Chia Hsin Cement Greater China Holding is boosting its export business after earnings plunged 99.2 per cent last year.  The Taiwanese-run cement manufacturer yesterday reported that net profit fell to US$103,000 last year from US$14.69m in 2004, although revenue rose 11.6 per cent to US$91.48m. It blamed surging fuel costs and macroeconomic curbs on the mainland for the result. 
 
"The cement market has bottomed out, and recovery, which started in the second half of last year, is expected to continue this year," chief executive Jason Chang Kang-lung said. "We also expect energy costs to stabilise this year," he said, noting that prices of coal fuel jumped 19.9 per cent and electricity costs rose 9.1 per cent last year. 
 
Mr Chang said the company would step up its export business, which is expected to generate 80 per cent of the profit this year. It contributed 57.4 per cent of the gross profit last year, up from 15.4 per cent in 2004.

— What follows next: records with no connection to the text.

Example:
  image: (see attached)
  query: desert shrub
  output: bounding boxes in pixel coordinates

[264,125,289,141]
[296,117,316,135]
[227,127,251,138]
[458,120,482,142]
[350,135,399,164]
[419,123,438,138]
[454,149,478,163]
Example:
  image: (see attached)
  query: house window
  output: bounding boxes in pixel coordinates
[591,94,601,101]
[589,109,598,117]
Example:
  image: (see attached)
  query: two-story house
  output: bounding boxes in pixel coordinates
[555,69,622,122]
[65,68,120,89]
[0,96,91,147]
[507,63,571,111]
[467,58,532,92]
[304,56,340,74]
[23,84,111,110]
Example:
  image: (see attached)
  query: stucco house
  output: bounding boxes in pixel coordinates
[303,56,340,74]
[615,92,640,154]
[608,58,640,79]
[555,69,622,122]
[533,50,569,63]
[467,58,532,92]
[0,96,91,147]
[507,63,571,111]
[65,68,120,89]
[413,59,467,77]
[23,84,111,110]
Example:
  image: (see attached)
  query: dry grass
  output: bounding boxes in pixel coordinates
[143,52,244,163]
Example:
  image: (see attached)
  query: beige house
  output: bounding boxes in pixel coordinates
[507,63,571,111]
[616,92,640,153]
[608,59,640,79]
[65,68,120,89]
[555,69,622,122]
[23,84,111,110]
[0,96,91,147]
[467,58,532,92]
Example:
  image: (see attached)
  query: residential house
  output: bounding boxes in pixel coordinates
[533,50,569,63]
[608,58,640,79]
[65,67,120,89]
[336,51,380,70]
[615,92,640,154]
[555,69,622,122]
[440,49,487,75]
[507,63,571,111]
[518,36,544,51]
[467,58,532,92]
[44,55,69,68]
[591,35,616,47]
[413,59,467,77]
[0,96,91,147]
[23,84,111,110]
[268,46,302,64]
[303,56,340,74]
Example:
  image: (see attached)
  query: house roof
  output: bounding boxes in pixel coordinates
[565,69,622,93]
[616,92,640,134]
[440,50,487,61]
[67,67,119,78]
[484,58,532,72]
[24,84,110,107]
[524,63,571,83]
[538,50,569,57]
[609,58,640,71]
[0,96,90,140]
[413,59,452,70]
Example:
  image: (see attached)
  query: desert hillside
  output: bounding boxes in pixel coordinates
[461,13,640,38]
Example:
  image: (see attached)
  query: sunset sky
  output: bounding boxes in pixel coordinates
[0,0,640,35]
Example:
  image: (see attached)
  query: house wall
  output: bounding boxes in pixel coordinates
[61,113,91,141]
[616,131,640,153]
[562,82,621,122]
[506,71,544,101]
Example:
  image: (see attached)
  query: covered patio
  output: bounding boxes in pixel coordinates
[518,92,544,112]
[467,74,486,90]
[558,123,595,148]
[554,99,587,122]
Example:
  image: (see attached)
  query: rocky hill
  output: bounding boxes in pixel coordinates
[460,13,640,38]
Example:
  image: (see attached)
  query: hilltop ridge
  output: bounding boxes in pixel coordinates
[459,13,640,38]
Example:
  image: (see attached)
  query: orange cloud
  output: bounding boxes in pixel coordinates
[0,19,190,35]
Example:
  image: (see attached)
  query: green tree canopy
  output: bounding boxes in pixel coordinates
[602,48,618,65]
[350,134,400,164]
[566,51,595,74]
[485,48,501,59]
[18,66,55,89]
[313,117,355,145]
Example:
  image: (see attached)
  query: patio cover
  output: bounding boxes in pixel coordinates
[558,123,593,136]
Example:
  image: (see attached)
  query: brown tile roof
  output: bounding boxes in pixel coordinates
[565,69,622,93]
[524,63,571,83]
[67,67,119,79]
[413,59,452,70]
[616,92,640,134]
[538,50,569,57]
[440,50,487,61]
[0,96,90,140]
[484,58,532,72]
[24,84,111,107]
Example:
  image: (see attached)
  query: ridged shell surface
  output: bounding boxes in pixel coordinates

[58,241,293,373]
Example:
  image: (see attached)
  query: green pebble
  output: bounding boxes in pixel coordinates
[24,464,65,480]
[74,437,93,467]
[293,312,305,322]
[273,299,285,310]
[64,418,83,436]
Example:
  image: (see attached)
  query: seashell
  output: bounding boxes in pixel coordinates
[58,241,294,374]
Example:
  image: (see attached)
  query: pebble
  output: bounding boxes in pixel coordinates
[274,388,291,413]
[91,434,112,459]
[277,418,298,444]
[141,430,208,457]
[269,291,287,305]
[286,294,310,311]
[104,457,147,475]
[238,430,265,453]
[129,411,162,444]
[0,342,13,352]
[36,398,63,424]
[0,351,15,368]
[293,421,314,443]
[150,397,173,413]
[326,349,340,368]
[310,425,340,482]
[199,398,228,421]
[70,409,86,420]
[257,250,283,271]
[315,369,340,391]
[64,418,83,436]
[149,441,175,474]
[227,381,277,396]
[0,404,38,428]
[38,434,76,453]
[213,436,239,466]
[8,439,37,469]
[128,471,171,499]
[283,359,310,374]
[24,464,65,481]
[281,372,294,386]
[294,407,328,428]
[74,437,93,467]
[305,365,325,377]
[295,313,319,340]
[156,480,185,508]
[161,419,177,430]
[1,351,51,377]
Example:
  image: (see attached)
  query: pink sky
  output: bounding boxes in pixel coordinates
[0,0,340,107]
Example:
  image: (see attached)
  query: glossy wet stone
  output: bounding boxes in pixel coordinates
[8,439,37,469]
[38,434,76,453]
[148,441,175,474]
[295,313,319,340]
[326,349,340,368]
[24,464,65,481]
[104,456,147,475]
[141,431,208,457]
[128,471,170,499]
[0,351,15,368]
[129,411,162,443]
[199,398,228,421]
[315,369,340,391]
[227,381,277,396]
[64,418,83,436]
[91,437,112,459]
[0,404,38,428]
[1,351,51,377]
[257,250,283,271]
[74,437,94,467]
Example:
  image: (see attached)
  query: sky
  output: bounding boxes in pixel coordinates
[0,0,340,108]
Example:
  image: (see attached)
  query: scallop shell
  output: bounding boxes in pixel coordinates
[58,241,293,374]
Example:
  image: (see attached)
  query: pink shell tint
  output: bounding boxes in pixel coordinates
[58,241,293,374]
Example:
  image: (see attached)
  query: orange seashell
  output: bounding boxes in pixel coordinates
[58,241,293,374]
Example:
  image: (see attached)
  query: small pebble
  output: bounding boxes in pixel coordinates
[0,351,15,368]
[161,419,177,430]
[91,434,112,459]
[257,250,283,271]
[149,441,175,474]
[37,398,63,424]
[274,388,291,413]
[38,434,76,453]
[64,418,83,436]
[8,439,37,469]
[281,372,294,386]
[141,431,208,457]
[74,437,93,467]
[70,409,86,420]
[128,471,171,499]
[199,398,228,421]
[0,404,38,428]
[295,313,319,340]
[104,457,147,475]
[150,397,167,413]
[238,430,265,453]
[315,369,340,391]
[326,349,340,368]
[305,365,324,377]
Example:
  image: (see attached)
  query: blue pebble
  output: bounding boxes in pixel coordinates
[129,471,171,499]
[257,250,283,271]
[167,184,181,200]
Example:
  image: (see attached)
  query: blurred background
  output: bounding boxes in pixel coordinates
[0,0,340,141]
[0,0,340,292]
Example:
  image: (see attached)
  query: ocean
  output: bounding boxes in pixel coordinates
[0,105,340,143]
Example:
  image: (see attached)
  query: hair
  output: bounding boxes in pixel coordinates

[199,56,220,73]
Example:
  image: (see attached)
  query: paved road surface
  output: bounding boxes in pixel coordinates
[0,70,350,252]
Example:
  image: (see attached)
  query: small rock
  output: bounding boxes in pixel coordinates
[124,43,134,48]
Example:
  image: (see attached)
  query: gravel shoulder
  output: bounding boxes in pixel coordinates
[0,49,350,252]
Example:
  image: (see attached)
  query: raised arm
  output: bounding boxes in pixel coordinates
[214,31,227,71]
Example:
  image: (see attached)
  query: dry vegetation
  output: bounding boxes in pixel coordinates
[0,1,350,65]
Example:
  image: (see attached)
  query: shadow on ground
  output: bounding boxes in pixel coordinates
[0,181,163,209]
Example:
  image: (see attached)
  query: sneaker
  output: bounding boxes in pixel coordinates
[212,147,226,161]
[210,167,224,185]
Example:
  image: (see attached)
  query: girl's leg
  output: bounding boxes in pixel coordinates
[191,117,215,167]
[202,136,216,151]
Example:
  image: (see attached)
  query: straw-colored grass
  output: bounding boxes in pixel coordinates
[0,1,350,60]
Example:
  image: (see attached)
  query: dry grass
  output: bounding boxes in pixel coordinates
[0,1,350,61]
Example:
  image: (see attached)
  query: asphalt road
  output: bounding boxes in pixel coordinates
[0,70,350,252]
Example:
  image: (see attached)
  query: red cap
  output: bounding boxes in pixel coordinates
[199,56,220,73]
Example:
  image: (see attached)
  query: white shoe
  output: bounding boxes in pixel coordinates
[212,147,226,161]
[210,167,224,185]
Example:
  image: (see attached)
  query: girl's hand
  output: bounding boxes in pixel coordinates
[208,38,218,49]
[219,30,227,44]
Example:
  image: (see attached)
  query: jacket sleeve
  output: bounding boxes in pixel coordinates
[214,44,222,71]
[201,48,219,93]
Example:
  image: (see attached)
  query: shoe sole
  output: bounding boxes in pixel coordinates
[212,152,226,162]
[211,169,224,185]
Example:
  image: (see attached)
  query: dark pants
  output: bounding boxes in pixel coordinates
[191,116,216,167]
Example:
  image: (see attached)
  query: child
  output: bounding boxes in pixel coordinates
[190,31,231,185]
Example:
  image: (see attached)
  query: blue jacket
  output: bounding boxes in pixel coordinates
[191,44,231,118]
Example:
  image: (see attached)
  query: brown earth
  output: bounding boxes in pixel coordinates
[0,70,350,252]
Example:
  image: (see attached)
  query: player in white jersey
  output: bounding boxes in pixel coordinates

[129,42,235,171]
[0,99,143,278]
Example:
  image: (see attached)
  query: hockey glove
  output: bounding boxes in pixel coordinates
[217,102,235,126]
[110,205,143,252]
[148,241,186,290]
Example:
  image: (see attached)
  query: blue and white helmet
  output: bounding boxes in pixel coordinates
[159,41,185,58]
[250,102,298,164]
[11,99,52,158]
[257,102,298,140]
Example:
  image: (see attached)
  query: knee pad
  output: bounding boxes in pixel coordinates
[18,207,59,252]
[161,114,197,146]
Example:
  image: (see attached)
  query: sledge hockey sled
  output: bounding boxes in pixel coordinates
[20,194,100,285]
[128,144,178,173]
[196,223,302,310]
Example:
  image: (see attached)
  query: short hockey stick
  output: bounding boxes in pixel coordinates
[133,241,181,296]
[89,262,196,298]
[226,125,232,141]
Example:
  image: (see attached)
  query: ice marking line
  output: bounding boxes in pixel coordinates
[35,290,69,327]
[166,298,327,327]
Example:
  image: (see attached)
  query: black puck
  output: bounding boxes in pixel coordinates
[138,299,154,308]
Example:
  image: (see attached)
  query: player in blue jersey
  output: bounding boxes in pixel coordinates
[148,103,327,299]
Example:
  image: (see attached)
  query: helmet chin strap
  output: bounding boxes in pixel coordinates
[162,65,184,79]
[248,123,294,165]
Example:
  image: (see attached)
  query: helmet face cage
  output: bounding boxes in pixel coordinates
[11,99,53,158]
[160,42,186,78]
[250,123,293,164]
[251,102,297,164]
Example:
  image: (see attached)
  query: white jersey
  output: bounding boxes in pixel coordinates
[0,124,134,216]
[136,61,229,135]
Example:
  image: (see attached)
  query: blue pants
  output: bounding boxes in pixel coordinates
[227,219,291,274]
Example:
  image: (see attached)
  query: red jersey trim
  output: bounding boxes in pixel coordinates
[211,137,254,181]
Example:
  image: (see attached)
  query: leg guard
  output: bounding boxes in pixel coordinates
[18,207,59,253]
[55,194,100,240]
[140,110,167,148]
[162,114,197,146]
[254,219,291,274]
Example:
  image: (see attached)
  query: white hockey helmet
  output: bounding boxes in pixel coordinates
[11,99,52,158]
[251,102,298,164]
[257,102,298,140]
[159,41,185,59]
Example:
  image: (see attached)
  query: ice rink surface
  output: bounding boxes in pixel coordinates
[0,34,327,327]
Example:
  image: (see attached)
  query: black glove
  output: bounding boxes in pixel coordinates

"Our export business is the key to profitability," he said.  The company exports to North America as well as Asia, including New Zealand, and Africa. 
 
Domestically, preparations for the 2008 Olympic Games are boosting demand for cement, according to Mr Chang. Prices of cement are also expected to stabilise this year.  However, he predicted further consolidation and restructuring in the industry. 
 
The group planned to set aside US$40m to US$60m for mergers and acquisitions, and had been in talks with potential targets.  An acquisition deal was expected to be concluded by the end of this year, Mr Chang said. 
 
China’s campaign to halt overproduction in certain industries to prevent overheating in the economy has severely affected the cement sector.  Last week, competitor China Resources Cement announced an 84.79 per cent plunge in net profit last year.  Chia Hsin shares yesterday closed unchanged at $1.06.